Sonetto di Jacopo da Lentini fa parte di una " tenzone " poetica, cioè
di uno scambio di Sonetti fra Jacopo Mostacci, Pier della Vigna e
Giaomo Lentini sul tema dell'amore. Jacopo ritiene che l'amore è la
passione che nasce dalla vista della donna desiderata e che si nutre
dell' immaginazione dell'uomo. In questa "tenzone", a cui appartiene il
sonetto di Jacopo, il problema da definire è quello della natura stessa
dell'amore. Un tema che appassionerà molto, anche in seguito. I primi
due versi di " Amor è uno disio che ven da core", espongono
sinteticamente la risposta al problema che il poeta affronta: il
desiderio della persona amata proviene dal cuore. Tuttavia, quel che
per prima genera la passione è lo sguardo, il vedere la persona amata
appunto : "e li occhi in prima generan l'amore". In un secondo moneto
l'amore arriva al cuore: " e lo core li dà nutricamento". Delle volte
capita che si ami senza aver visto la persona di cui ci si è innamorati,
ma l'amore vero, quello che prende interamente l'uomo nasce dalla
vista dell'amata" ma quell'amor che stringe con furore/ da la vista de li
occhi ha nascimento". Ci si può innamorare di qualcuno di cui si è sentito
parlare, ma la passione ed il vero amore nascono da altro. Gli occhi sono
il tramite fondamentale dell'amore. Il cuore riceve solo quel messaggio
che poi diventerà passione, quello che diventerà quindi il dolce
vagheggiar dei sensi. Per Jacopo da Lentini, il vero amore è quello che
coinvolge tutti i sensi. Dal punto di vista stilistico- espressivo, il
componimento è caratterizzato da una struttura rigida e schematica.

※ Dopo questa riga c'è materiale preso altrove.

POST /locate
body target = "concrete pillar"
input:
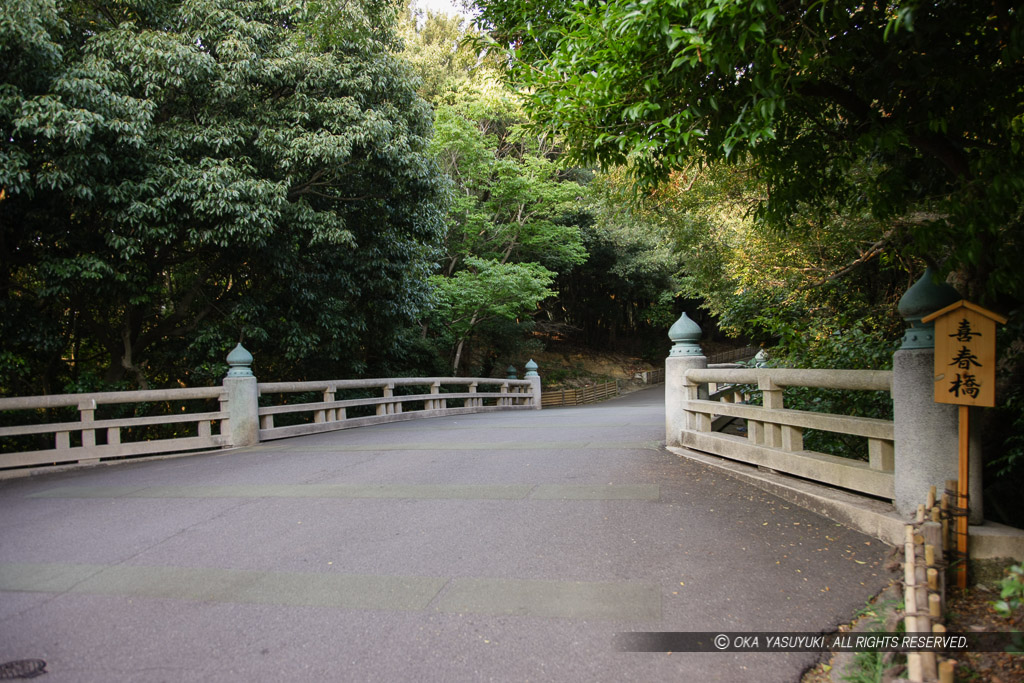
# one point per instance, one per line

Chi non avesse mai veduto foco
[C]hi non avesse mai veduto foco
no crederia che cocere potesse,
anti li sembraria solazzo e gioco
lo so isprendor[e], quando lo vedesse.
Ma s’ello lo tocasse in alcun loco,
be·lli se[m]brara che forte cocesse:
quello d’Amore m’à tocato un poco,
molto me coce - Deo, che s’aprendesse!
Che s’aprendesse in voi, [ma]donna mia,
che mi mostrate dar solazzo amando,
e voi mi date pur pen’e tormento.
Certo l’Amor[e] fa gran vilania,
che no distringe te che vai gabando,
a me che servo non dà isbaldimento.
Il sonetto Chi non avesse mai veduto foco, di Giacomo da Letini, svolge
estesamente il tema della similitudine tra il fuoco e l'amore
accomunati, nelle parole del poeta, dal fatto di costituire una forte
attrattiva per l'uomo con il loro spendore, per poi rivelarsi entrambi
tutt'altro che innocui. Il tema è ricorrente nella letteratura amorosa
del Duecentro e del Trecento, dove rappresenta lo spunto di frequenti
metafore e similitudini; in questo caso, tuttavia, sorprende l'ampio
sviluppo del motivo, che occupa il testo quasi per intero.

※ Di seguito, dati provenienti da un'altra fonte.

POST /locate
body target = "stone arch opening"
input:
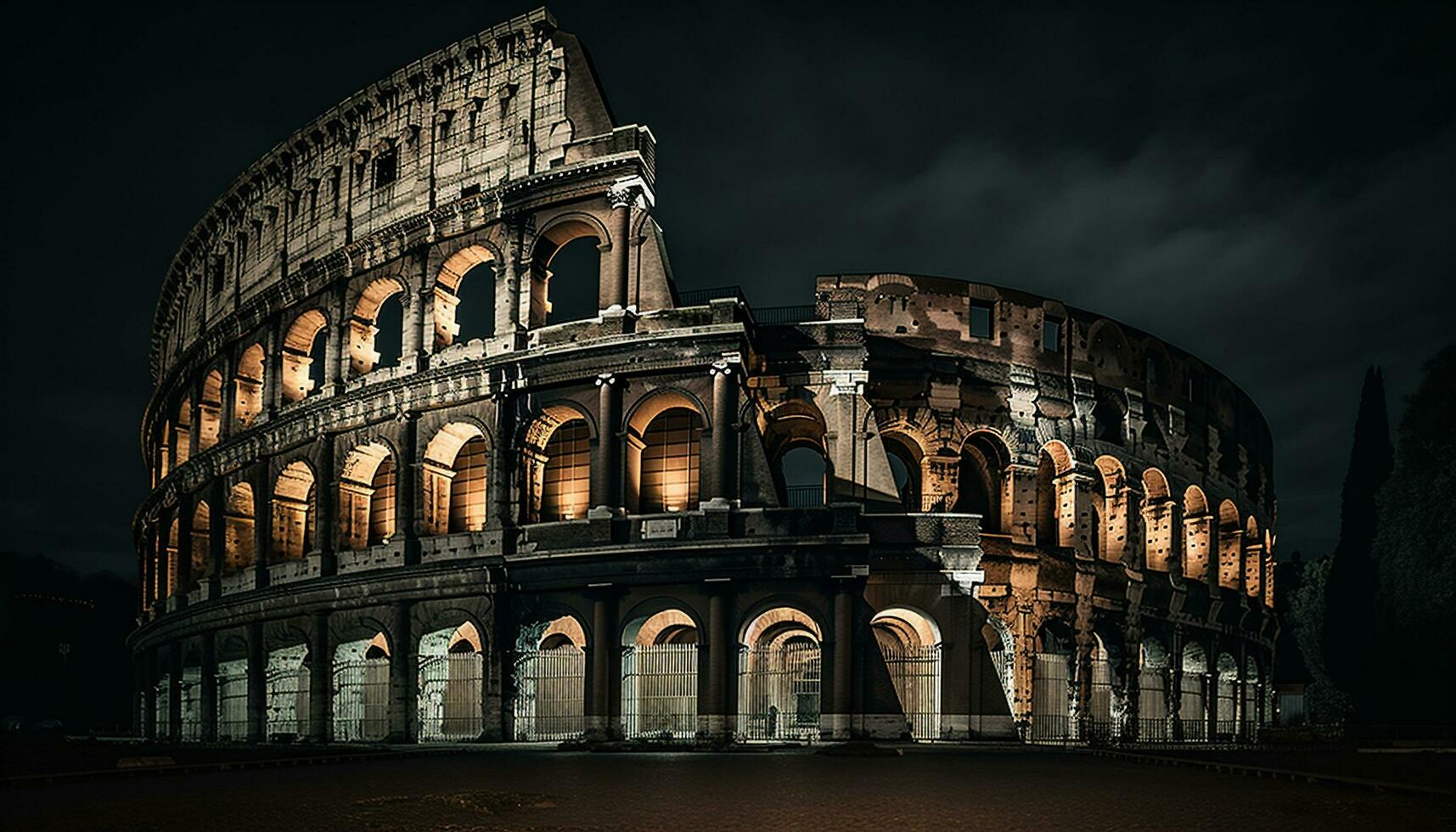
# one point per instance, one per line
(664, 453)
(660, 677)
(981, 478)
(368, 496)
(210, 411)
(301, 353)
(779, 673)
(904, 457)
(295, 512)
(566, 272)
(376, 329)
(238, 541)
(200, 549)
(468, 273)
(909, 644)
(454, 480)
(362, 689)
(450, 683)
(551, 679)
(248, 386)
(558, 464)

Lo viso mi fa andare alegramente
Lo viso mi fa andare alegramente,
lo bello viso mi fa rinegare;
lo viso me conforta ispesament[e],
l'adorno viso che mi fa penare.
Lo chiaro viso de la più avenente,
l'adorno viso, riso me fa fare:
di quello viso parlane la gente,
che nullo viso [ a viso ] li po' stare.
Chi vide mai così begli ochi in viso,
né sì amorosi fare li sembianti,
né boca con cotanto dolce riso?
Quand'eo li parlo moroli davanti,
e paremi ch'ì vada in paradiso,
e tegnomi sovrano d'ogn'amante.
Uno dei primi sonetti della storia della letteratura italiana. Il
caposcuola dei lirici siciliani lo costruisce, ripetendo un artificio
retorico a suo tempo usato anche dal grande trovatore provenzale
Arnaut Daniel, attorno alla riproposizione di una sola parola chiave. La
donna amata e il suo viso, secondo la concezione tipica dell’amor
cortese, sono la fonte di ogni felicità del poeta: l’espressione di questo
concetto è affidata a frequentissime ripetizioni della parola viso, che
si presenta in forma di rima, di rima al mezzo, di supporto a quasi-rime
ed allitterazioni. Significativo il legame con l’altra parola chiave, riso,
anch’esso segno di una beatitudine e gioia così elevata da essere
metaforicamente accostata a quella prodotta dalla visione di Dio.
E' una poesia d'amore un amore, che apre il cuore al poeta ma allo
stesso tempo lo fa penare.
E' un tipico esempio di poesia dell'amor cortese dove la donna è
idealizzata e racchiusa in un immagine quasi sacra.